I need not add that this has been very pleasing to me. I was married December 9, 1904, at Atlanta, Ga., to Miss Mary E. Hobbs.
To me Tuskegee has been all in all, and I still remember with gratitude the man who, in my hearing, spoke so glowingly of the school as I weighed my cotton in the little Georgia town away back in December, 1892.
VII
COTTON-GROWING IN AFRICA
By John W. Robinson
As all autobiographical sketches begin, so do I begin this one. I was born in Bennettsville, S. C., in 1873. Neither of my parents could write their names; but my father could read a little, and taught me the alphabet.
My paternal grandfather was a slave of some intelligence. He was a competent carpenter, had charge of his master's saw- and grist-mills, and kept the accounts of the two mills. His master, who was a member of the State Legislature, was very kind to him. He allowed him a portion of the savings from these industries he was controlling, and even promised him his freedom. The latter he delayed so long that my grandfather ran away. He succeeded in reaching Charleston, S. C. He had secured a ticket and was about to take passage for Canada, when he was captured and returned to his master's home. His master was attending the General Assembly of the State of South Carolina, and it became the overseer's duty to punish the returned fugitive. My grandfather never recovered from the effects of the brutal punishment meted out to him for daring to desire freedom in his own right.
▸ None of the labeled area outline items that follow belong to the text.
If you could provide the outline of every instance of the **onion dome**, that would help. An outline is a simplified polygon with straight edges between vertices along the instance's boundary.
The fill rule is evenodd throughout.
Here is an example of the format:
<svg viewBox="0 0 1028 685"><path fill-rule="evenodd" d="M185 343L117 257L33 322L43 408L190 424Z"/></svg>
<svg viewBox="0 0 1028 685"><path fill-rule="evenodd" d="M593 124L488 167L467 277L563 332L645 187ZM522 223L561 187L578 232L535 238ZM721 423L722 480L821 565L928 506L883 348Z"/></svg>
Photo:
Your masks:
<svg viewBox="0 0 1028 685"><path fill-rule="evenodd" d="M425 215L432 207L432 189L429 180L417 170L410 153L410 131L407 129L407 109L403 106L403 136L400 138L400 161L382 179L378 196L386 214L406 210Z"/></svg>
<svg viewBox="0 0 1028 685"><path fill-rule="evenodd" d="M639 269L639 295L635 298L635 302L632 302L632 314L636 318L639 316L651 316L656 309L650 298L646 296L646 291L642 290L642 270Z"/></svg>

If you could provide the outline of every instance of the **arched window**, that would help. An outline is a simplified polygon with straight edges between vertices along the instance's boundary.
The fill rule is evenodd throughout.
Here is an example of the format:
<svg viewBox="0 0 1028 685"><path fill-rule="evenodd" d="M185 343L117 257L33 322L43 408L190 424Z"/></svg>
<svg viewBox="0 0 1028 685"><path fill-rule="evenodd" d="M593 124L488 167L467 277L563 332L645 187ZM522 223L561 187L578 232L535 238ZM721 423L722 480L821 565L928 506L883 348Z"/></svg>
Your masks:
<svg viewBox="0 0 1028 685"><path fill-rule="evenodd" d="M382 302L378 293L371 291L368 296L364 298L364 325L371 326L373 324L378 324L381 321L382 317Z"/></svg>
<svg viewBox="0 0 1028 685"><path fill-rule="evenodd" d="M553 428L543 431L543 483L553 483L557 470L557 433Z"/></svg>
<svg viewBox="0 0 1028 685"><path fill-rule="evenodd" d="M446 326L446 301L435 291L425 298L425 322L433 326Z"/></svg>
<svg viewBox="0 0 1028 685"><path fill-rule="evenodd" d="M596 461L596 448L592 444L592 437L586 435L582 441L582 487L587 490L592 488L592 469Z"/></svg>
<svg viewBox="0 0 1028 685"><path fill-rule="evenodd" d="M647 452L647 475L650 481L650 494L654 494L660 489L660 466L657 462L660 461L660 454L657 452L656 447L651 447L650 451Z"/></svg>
My father was the oldest boy and the second child in a family of five. He was a farmer and a cobbler. At the age of twenty-seven he was married to my mother.
I suppose the history of my mother's life would be monotonous and dull to many ears, but I remember that I never grew tired of hearing her relate its somber happenings. She often told us how her grandmother could relate the thrilling story of her capture on African soil and of being brought to America, of the horrors of the passage, and of much else that I shall always remember.